The thorough, scholarly exemplary but yet imaginative and creative approach in his own research earned Nänny a solid international reputation. Whether investigating the function of visual form in poetry, such as, for example, alphabetic letters or line length, the performative function of rhymes or the diagrammatic dimensions in prose, his concise and astute analyses were always clear and illuminating. Together with Olga Fischer he also co-edited and wrote the introductions of the first two volumes in the Iconicity series (Benjamins), Form Miming Meaning (1999), and The Motivated Sign (2001), as well as the special issue of the European Journal of English Studies on ‘Iconicity’ (EJES 5.i, 2001), and remained in an advisory function for the subsequent From Sign to Signing (2003) and Outside-In – Inside-Out (2005). Despite the impatience he sometimes showed with Peircean notions and his less than keen interest in purely theoretical issues, Nänny’s wide knowledge, acute powers of observation and quick mind made him a stimulating speaker and a wonderful critic who focused on essential and crucial issues. Eternally inquisitive, he was always curious about new approaches and novel phenomena in literature and culture, and he eagerly took on board the new opportunities offered by computer corpora and the World Wide Web. Max Nänny remained a passionate scholar after his retirement as chair of English and American literature at the University of Zurich, Switzerland. But more than anything else, it is for his warmth and friendliness and for his humorous, slightly mischievous twinkle that he will remain in fond memory as not only an outstanding scholar but also as an attentive and affectionate friend.

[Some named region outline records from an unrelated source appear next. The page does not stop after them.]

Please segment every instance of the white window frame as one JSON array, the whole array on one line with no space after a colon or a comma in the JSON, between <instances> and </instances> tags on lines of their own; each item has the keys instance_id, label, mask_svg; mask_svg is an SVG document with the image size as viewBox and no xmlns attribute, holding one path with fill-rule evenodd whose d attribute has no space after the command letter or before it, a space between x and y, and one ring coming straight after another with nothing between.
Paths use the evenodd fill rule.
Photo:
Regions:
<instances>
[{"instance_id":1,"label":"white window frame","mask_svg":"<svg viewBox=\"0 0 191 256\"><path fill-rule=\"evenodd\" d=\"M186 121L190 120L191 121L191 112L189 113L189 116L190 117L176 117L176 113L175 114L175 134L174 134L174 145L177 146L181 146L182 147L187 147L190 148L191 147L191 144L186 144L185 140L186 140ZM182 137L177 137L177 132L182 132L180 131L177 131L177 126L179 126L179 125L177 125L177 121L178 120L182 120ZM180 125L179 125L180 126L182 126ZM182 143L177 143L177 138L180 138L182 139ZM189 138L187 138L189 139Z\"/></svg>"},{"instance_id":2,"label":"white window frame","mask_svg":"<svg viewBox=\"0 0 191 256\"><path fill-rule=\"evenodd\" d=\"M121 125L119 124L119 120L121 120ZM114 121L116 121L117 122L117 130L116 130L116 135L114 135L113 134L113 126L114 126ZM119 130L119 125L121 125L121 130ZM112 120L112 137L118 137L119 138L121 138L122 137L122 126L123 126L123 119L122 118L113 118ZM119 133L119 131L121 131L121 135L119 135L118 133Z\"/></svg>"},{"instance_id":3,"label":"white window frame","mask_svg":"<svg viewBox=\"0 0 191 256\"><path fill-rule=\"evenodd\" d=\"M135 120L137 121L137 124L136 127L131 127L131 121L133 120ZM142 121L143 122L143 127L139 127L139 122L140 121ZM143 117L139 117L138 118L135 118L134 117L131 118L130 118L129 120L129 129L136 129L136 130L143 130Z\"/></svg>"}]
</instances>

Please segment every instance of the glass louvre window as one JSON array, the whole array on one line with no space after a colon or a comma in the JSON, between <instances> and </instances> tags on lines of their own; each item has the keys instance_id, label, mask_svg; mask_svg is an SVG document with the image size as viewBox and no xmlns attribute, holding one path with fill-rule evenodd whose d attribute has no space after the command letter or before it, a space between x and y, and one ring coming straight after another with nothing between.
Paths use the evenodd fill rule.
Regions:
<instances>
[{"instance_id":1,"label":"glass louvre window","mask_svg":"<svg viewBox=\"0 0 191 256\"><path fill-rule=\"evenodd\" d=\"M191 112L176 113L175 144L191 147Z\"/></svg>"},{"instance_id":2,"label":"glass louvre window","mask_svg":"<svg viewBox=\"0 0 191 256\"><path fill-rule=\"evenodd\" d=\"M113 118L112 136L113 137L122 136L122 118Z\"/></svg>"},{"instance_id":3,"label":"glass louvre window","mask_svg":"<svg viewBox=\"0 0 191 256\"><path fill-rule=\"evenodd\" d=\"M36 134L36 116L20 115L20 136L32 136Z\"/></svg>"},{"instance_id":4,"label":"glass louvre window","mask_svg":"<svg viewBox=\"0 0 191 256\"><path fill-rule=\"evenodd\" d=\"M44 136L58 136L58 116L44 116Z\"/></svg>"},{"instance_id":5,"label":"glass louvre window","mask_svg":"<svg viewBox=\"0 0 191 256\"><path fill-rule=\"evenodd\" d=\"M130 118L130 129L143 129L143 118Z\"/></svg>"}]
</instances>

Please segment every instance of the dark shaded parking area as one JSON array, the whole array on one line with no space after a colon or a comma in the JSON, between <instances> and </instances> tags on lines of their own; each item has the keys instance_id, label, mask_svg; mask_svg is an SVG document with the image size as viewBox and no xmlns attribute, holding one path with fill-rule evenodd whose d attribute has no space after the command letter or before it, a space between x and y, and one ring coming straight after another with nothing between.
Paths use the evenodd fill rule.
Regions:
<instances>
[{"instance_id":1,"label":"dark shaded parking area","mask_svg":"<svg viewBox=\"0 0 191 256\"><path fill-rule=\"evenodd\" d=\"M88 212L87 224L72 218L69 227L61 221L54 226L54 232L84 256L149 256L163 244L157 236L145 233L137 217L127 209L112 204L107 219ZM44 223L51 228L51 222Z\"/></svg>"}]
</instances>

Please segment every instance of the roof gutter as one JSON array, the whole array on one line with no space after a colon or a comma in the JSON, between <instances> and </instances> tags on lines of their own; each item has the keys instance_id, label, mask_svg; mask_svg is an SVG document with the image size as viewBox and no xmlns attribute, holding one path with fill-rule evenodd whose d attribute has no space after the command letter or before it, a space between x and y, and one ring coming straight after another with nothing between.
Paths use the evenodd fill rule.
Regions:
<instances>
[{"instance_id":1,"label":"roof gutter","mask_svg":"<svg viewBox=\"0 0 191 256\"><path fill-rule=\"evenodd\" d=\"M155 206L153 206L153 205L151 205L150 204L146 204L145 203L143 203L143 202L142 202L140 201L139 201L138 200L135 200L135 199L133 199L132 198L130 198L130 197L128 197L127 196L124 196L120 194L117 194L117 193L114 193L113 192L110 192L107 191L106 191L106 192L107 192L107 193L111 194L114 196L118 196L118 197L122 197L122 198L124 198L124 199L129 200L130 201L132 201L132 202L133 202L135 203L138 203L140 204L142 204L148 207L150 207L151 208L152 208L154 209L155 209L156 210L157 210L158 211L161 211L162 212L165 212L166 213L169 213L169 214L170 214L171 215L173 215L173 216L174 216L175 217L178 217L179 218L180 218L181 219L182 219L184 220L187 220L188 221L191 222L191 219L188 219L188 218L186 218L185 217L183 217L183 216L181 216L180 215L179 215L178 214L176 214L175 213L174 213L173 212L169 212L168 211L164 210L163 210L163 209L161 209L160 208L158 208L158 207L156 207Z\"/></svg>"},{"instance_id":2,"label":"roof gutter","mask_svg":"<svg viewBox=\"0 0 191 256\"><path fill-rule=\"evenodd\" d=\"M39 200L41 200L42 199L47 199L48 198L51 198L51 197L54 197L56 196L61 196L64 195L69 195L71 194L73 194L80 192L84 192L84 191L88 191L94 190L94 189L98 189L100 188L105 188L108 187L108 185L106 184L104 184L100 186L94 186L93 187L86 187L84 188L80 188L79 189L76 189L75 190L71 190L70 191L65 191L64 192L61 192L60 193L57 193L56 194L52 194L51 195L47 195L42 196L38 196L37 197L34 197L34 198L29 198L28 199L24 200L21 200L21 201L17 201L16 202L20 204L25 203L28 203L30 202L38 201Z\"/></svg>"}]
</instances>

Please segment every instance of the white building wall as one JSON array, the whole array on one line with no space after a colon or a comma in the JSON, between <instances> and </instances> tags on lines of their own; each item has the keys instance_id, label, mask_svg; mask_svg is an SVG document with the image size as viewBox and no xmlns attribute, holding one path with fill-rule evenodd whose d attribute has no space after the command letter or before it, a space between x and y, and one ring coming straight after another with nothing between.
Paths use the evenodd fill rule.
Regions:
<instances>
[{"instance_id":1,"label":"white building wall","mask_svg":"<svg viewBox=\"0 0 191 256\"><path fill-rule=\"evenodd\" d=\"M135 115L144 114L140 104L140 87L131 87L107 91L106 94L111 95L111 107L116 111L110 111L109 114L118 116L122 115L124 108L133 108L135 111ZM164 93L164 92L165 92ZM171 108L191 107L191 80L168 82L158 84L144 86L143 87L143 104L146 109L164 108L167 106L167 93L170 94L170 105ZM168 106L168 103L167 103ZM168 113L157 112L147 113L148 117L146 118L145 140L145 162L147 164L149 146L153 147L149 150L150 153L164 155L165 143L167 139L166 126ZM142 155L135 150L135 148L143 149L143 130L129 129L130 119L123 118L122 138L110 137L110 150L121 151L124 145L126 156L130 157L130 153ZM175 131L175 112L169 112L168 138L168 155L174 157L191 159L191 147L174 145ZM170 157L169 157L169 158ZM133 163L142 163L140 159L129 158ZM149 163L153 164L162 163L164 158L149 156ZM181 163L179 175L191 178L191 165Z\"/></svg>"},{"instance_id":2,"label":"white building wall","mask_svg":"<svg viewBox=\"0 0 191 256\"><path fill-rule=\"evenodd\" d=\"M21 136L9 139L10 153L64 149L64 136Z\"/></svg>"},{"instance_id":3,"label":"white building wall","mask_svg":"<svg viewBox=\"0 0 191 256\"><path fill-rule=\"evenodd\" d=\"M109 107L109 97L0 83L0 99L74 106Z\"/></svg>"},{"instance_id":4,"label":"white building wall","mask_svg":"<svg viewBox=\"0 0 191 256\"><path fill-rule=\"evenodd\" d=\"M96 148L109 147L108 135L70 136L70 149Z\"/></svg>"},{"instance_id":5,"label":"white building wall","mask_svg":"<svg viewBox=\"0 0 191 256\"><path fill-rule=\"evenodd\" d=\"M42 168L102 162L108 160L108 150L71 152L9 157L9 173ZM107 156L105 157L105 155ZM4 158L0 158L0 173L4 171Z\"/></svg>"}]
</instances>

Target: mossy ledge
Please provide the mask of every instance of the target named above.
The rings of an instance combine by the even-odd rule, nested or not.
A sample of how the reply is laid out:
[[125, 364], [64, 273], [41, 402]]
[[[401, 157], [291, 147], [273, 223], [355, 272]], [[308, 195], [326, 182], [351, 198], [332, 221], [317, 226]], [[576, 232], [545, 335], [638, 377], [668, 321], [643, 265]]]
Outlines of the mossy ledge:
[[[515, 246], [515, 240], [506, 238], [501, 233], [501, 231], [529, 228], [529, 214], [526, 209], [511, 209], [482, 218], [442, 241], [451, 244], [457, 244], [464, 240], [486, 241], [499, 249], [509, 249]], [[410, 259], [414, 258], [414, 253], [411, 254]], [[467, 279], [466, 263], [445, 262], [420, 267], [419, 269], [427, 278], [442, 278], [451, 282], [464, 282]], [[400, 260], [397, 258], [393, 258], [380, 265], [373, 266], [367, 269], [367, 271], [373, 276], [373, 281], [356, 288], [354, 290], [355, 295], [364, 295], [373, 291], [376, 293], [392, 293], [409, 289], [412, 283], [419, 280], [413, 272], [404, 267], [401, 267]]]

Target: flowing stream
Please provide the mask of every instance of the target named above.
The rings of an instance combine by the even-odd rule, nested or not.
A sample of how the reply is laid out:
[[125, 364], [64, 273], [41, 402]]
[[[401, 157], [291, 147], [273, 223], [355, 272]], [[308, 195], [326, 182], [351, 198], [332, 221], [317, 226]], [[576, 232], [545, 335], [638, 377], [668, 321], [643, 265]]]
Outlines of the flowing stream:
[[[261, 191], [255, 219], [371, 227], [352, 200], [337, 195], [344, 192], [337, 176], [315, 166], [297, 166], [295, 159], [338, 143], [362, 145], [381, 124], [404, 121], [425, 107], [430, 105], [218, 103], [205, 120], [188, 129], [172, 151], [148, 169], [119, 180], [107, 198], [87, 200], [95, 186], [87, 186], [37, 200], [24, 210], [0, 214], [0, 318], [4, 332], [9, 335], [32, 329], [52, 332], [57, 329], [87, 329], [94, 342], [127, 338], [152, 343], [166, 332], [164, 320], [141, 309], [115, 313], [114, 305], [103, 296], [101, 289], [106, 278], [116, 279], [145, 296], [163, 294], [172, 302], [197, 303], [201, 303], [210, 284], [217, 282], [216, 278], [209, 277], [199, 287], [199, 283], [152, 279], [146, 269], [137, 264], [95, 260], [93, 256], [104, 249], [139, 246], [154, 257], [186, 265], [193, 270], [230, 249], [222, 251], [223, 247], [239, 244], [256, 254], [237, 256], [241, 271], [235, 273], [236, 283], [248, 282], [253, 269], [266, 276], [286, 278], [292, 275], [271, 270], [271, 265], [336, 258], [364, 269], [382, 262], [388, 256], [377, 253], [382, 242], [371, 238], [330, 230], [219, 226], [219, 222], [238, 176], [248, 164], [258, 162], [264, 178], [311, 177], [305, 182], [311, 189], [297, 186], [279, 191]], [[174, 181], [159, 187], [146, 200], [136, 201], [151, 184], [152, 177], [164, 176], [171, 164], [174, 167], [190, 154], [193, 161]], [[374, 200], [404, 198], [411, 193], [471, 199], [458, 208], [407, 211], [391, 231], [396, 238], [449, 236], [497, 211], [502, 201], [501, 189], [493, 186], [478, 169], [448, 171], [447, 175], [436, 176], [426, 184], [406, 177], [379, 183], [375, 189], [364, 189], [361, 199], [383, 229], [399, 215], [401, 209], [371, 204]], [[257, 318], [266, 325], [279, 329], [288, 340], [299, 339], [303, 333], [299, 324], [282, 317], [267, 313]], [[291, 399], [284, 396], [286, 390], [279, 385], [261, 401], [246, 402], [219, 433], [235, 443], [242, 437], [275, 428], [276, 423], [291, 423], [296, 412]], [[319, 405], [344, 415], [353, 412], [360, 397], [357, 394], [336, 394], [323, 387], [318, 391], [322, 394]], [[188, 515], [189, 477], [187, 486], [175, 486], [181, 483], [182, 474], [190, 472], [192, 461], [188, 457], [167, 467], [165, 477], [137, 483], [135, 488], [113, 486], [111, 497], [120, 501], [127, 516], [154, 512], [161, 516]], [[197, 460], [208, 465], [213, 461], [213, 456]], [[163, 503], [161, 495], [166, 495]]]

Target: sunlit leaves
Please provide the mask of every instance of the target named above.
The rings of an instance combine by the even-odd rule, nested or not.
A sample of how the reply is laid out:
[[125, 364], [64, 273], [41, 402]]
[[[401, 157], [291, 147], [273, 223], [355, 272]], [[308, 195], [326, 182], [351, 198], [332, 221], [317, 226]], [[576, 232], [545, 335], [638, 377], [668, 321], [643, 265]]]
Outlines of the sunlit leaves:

Christina Ljungberg, Zurich.



Max Nänny (1933-2006)

ICONICITY RESEARCH PROJECT

Since 1997 the Iconicity Research Project (initially based on a co-operation between the universities of Amsterdam and Zurich) has organized international and interdisciplinary symposia every two years to provide increasing evidence for the extensive presence of iconicity (i.e., form miming meaning) in language and in literature. By means of detailed case studies (at first the main focus was on English but the interest has widened to other Indo-European and non-Indo-European languages) the symposia have, on the one hand, concentrated on iconicity as a driving force in language (in both spoken and signed languages), and on all possible levels (i.e., the phonetic, morphological, syntactic, lexical and discourse levels); in language acquisition (children’s use of language); and on language change (grammaticalization, developments in pidgins and creoles). On the other hand, the symposia have addressed the various mimetic uses of more concrete and creative iconic images and/or more abstract iconic diagrams at all levels of the literary text, both in narrative and poetic forms, and in all varieties of discourse (literary texts, historical texts, political texts, advertising, language and music, literature and music, etc.).

So far there have been five international and interdisciplinary conferences on iconicity in language and literature: Zurich (1997), Amsterdam (1999), Jena (2001), Louvain-la-Neuve (2003) and Krakow (2005). Past key-note speakers in this series of symposia include Sylvia Adamson (Manchester), Paul Bouissac (Toronto), Wolfgang Dressler (Vienna), Ivan Fónagy (Paris), John Haiman (St. Paul, MN), J0rgen Dines Johansen (Odense), Jean-Jacques Lecercle (Nanterre), Winfried Nöth (Kassel), Ralph Norrman+ (Tampere), Wilhelm Pötters (Würzburg), Dan Slobin (Berkeley).

The most interesting and relevant papers given at those conferences have been collected in four publications, all published by Benjamins, Amsterdam: Form Miming Meaning: Iconicity in Language and Literature (1999), The Motivated Sign: Iconicity in Language and Literature 2 (2001), From Sign to Signing: Iconicity in Language and Literature 3 (2003), Iconicity Inside-Out: Iconicity in Language and Literature 4 (2005). The fifth volume is forthcoming. A further series of papers that were presented at the 1999 Amsterdam conference was published in the special number Iconicity of the European Journal of English Studies (EJES) in 2001.